Lord of Yakami Castle
- In office 1579–1582
- Preceded by: Hatano Hideharu
- Succeeded by: Toyotomi Hidekatsu

Personal details
- Born: 1540
- Died: July 4, 1582 (aged 41–42)

Military service
- Allegiance: Oda clan Akechi clan
- Commands: Yakami Castle
- Battles/wars: Tanba Campaign (1575) Siege of Yakami Castle (1579) Honnoji Incident (1582) Battle of Yamazaki (1582)

= Akechi Mitsutada =

Japanese samurai (1540–1582)

Akechi Mitsutada (明智 光忠) was a Japanese samurai of the Sengoku period who served the Akechi clan. He was a cousin of his lord, Akechi Mitsuhide. He was the castle commander of Yakami Castle.

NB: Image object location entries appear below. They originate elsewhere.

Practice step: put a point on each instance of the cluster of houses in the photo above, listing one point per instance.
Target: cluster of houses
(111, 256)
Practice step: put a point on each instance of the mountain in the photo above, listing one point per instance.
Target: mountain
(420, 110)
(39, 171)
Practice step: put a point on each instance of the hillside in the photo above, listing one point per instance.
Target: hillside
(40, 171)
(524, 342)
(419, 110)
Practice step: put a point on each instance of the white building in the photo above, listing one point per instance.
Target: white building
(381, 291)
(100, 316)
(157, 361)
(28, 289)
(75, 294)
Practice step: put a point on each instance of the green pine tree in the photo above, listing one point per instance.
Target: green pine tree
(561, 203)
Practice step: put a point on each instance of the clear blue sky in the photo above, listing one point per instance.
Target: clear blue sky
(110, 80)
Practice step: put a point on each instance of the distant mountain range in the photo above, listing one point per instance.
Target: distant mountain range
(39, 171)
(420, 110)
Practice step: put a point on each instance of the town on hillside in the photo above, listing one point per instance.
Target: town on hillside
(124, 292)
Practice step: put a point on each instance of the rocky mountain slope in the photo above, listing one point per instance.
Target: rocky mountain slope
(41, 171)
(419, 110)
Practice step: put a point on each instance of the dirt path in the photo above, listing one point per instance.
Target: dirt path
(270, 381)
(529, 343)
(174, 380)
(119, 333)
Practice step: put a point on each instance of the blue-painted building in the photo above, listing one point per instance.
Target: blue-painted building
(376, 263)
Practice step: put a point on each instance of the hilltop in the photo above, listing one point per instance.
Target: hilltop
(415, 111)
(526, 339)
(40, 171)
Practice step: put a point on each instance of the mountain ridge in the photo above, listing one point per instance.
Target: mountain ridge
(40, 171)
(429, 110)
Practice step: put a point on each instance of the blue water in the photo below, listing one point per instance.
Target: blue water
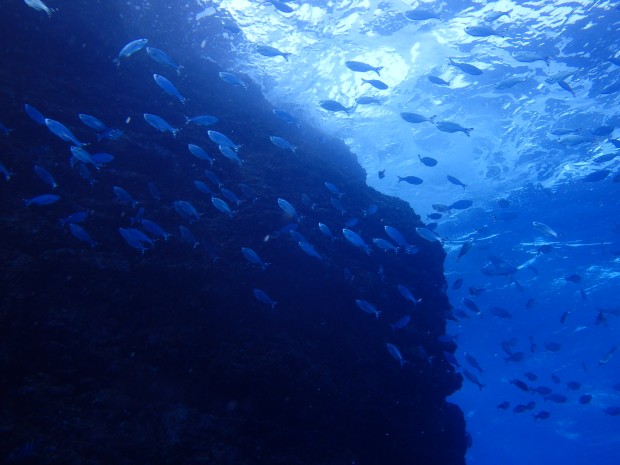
(516, 171)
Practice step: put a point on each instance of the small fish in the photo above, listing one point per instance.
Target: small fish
(395, 353)
(160, 124)
(413, 180)
(263, 297)
(40, 6)
(466, 68)
(253, 257)
(168, 87)
(267, 51)
(361, 67)
(233, 80)
(40, 200)
(427, 161)
(450, 127)
(129, 49)
(81, 234)
(163, 58)
(455, 181)
(356, 240)
(367, 307)
(282, 143)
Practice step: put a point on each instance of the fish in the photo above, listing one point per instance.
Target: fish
(482, 31)
(455, 181)
(253, 257)
(367, 307)
(451, 127)
(473, 379)
(41, 200)
(268, 51)
(168, 87)
(136, 239)
(526, 56)
(309, 249)
(40, 6)
(333, 106)
(288, 208)
(129, 49)
(263, 297)
(160, 124)
(376, 83)
(546, 230)
(437, 80)
(356, 240)
(202, 120)
(45, 176)
(407, 294)
(80, 233)
(427, 161)
(62, 132)
(188, 236)
(411, 180)
(233, 80)
(163, 58)
(466, 68)
(221, 139)
(416, 118)
(395, 353)
(222, 206)
(282, 143)
(421, 14)
(199, 153)
(361, 67)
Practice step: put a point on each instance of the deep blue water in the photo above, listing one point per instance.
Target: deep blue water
(566, 329)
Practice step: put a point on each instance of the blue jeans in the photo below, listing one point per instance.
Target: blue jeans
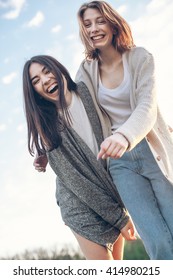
(148, 196)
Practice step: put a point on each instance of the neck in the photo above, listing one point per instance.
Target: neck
(109, 56)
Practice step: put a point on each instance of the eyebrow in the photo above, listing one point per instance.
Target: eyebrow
(42, 70)
(96, 18)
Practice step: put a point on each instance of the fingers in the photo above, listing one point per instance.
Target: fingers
(128, 232)
(40, 163)
(113, 146)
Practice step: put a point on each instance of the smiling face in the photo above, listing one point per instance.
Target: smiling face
(45, 83)
(97, 28)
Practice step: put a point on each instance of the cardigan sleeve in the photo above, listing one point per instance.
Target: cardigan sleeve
(143, 98)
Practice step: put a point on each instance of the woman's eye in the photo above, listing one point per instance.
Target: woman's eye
(34, 82)
(87, 25)
(101, 22)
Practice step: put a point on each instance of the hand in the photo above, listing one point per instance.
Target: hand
(128, 232)
(113, 146)
(40, 163)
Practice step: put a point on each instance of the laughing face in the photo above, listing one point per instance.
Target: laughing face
(45, 84)
(98, 29)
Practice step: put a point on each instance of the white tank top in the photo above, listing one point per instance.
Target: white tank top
(81, 123)
(116, 102)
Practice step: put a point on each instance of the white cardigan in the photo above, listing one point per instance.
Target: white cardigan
(146, 120)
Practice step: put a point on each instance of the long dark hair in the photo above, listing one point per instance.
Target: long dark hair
(122, 40)
(44, 122)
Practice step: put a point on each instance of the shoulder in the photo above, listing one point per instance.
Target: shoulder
(138, 53)
(139, 56)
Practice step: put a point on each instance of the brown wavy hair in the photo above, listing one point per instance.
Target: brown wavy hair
(44, 122)
(122, 39)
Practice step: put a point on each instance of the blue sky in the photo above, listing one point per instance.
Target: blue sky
(29, 216)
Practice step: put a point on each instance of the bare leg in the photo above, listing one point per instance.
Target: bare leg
(118, 249)
(93, 251)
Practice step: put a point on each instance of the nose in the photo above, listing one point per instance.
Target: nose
(45, 80)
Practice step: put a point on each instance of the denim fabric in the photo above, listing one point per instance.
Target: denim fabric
(148, 196)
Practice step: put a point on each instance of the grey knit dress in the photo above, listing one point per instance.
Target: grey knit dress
(88, 200)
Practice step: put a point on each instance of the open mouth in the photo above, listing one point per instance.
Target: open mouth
(53, 89)
(98, 37)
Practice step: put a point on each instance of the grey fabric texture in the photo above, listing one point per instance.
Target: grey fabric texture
(89, 202)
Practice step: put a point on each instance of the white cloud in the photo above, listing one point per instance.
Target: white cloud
(154, 31)
(37, 20)
(9, 78)
(15, 7)
(71, 37)
(122, 9)
(56, 28)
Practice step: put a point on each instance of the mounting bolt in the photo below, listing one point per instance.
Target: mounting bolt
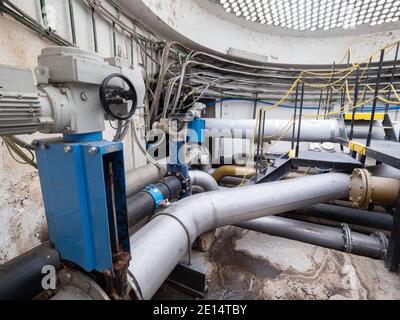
(84, 96)
(93, 151)
(68, 149)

Control over the Yakami Castle passed into Mitsutada's hands when the Hatano clan was obliterated by Akechi Mitsuhide in 1579.

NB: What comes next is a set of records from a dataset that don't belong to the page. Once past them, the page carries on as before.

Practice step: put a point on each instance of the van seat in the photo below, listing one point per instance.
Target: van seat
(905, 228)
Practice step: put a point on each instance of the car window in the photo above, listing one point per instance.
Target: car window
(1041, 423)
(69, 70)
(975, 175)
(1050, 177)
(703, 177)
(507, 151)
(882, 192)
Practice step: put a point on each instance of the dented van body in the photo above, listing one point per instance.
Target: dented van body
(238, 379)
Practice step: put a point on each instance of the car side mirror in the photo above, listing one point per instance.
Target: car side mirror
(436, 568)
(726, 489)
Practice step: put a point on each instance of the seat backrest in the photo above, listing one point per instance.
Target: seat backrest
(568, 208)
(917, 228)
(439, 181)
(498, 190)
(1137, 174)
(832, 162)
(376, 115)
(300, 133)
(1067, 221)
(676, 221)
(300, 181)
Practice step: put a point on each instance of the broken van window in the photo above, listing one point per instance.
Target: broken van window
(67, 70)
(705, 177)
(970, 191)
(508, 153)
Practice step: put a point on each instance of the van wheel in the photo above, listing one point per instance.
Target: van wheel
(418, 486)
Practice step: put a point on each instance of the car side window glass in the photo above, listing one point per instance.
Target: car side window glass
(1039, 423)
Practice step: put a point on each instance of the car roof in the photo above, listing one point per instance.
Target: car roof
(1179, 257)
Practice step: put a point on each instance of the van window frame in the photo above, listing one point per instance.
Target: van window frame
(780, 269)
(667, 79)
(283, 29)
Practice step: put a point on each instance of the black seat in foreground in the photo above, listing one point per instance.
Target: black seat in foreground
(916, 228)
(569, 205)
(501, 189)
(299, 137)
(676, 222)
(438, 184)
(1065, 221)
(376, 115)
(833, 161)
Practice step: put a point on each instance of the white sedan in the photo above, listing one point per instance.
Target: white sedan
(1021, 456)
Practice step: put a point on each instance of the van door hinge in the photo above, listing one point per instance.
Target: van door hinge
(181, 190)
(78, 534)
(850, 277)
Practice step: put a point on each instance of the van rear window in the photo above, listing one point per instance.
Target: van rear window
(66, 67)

Mitsutada also served under Mitsuhide during the Incident at Honnō-ji in 1582. He went on a mission for Mitsuhide to kill Oda Nobutada, the heir of Oda Nobunaga.

At the Battle of Yamazaki, he was shot during this attempt. He recuperated in a nearby temple. But he later committed suicide upon hearing of Mitsuhide's defeat.